Livros 2023 #12 - Solitária (2022)
Literatura marginal é o tipo de literatura escrita por pessoas que vivem à margem da sociedade. Retratar suas histórias de vida e divulgá-las ao mundo nem sempre renderá grande reconhecimento dos principais prêmios. Muitos dirão que é uma literatura rasa, com escrita sem personalidade e genérica, desmerecendo o verdadeiro público-alvo que mais tirará proveito daquela obra: pessoas pobres de periferia. Por atingir esse público negligenciado historicamente que livros como "Solitária" da Eliana Alves Cruz é tão importante.
Confesso que até alguns anos atrás eu tinha muito preconceito com literatura marginal. Eu tinha as mesmas críticas citadas acima, mas depois de me esforçar para conhecer melhor, através do meu grande amigo Thiago Alves, todo esse preconceito caiu. Isso tudo vinha não apenas pelo facto de eu ser, e morar, numa quebrada, mas também por eu ver aquelas histórias como "apenas o nosso dia-a-dia sem graça".
Mas uma vez lendo a introdução de "Capão Pecado" do Ferréz, lá cita como esse tipo de obras são importantes. Que livros assim são, por exemplo, lidos em penitenciárias. E serve não apenas como porta de entrada para cultura, mas também para se dar noção de pertencimento na sociedade. Que nós, a população periférica pobre, formada em sua maioria por negros e nordestinos, temos histórias que valem a pena ser registradas pro mundo conhecer.
Imagina só uma menina que mora em uma comunidade carente pegando "Solitária" na biblioteca? Ela veria que sua história pessoal, ou de alguém próximo, especialmente se tratando de um final feliz (como é no livro), seria possível de acontecer com ela. Que ela pode quebrar a corrente da miséria, que pode ascender socialmente, e que o mundo está disponível para ela, mesmo sendo de periferia carente, e com todas as dificuldades que isso lhe acarreta.
E cada coração desses tocado por uma obra como essa já vale mais que todos os prêmios literários reservados para a elite branca desse país.
A obra conta a história de Eunice e Mabel. A primeira é empregada em um condomínio de luxo, vivendo no quartinho minúsculo reservado à empregada com sua filha, Mabel, que vai crescendo durante o decorrer da história. O livro é dividido em três partes: "Eunice", "Mabel", onde ambas narram os mesmos acontecimentos, mas pelos pontos de vista delas; e uma terceira parte, "Solitárias", onde o narrador muda para os próprios cômodos, contando o que viram, o que acham de tudo o que aconteceu.
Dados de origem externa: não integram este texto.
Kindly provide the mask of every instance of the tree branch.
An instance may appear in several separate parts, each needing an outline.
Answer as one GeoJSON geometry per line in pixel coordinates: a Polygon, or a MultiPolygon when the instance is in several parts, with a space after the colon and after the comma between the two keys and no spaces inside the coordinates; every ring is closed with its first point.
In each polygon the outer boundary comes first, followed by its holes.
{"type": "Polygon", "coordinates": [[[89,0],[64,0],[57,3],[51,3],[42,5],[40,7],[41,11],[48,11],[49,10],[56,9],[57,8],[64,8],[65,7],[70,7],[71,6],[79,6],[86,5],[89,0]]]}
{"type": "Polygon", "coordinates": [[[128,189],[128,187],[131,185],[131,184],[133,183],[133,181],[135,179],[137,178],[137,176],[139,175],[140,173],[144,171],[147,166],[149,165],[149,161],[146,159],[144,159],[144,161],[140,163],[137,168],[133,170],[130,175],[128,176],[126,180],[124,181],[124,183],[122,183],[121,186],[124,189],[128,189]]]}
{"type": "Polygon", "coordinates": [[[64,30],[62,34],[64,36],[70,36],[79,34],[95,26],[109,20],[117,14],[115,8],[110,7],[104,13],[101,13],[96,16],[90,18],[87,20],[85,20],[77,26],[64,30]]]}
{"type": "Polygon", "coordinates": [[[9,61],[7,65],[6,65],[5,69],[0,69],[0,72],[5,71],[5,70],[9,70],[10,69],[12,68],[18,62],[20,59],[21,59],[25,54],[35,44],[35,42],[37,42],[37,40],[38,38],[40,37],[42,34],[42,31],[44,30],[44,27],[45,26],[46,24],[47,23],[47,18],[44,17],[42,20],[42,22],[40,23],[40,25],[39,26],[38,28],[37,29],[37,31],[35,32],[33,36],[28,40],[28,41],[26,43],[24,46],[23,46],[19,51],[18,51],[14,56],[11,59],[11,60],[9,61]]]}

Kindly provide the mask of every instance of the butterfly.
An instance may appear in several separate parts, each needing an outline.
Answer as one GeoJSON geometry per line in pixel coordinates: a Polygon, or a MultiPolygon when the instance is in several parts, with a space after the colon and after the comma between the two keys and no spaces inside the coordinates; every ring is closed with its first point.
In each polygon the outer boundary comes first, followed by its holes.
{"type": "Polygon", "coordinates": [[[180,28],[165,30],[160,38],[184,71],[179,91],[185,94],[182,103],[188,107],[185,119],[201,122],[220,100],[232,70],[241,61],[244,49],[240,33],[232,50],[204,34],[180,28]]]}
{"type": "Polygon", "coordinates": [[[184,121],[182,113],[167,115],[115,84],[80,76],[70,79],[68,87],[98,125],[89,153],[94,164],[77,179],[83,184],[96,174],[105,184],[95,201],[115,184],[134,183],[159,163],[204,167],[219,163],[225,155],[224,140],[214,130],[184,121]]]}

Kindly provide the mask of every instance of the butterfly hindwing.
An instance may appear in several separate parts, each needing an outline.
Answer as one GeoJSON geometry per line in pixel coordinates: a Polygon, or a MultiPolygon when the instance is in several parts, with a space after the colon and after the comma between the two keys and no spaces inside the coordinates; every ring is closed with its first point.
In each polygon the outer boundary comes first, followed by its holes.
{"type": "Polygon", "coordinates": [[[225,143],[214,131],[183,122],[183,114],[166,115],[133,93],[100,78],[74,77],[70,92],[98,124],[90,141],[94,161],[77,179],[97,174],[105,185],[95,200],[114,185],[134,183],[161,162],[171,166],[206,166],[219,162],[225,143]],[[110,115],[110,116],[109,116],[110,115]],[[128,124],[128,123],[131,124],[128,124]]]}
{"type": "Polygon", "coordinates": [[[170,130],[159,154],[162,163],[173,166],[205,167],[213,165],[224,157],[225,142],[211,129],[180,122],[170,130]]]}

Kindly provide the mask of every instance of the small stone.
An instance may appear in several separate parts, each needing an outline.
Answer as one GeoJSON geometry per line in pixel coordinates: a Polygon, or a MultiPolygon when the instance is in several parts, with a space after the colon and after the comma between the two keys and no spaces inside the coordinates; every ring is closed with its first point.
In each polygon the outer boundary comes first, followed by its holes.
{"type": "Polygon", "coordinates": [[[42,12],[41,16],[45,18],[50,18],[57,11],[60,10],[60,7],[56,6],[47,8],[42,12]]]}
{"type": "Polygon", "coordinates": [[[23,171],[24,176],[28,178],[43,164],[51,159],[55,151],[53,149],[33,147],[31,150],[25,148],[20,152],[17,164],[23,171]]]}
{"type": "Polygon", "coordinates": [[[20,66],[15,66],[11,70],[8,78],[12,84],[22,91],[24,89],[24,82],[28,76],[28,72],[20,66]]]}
Os capítulos do livro são todos com nomes de cômodos da casa, e todos eles, e tudo o que todos significam, tem relação com o capítulo de que eles dão título.
O livro tem coadjuvantes de todos os tipos, desde a dona Lúcia e seu Tiago, os endinheirados chefes da família, com seus filhos Camila e Bruninho. Mas também tem outros da mesma classe que Mabel e Eunice, como o porteiro Jurandir e seus filhos Cacau e João. A relação de todos com Eunice e Mabel vai sendo aprofundada no decorrer do livro.
É uma obra muito atual. E bebe de referências bem marcantes, que vão desde o filme "Que horas ela volta?", passando até pelo Caso Miguel, da criança filha da empregada que foi largada no elevador pela patroa e sofreu um acidente caindo do prédio. E uma detalhe que eu gostei muito é que o livro continua a corrente, sugerindo, no meio da história, outras obras de importantes autoras negras, como a Carolina Maria de Jesus e Conceição Evaristo.
Eliana Alves Cruz tem potencial pra entrar nesse rol das melhores escritoras afrobrasileiras desde já! Para mim já está à altura da Carolina e Conceição! Resta mesmo vir o reconhecimento do mainstream, e elevar a literatura marginal ao lugar que ela sempre mereceu.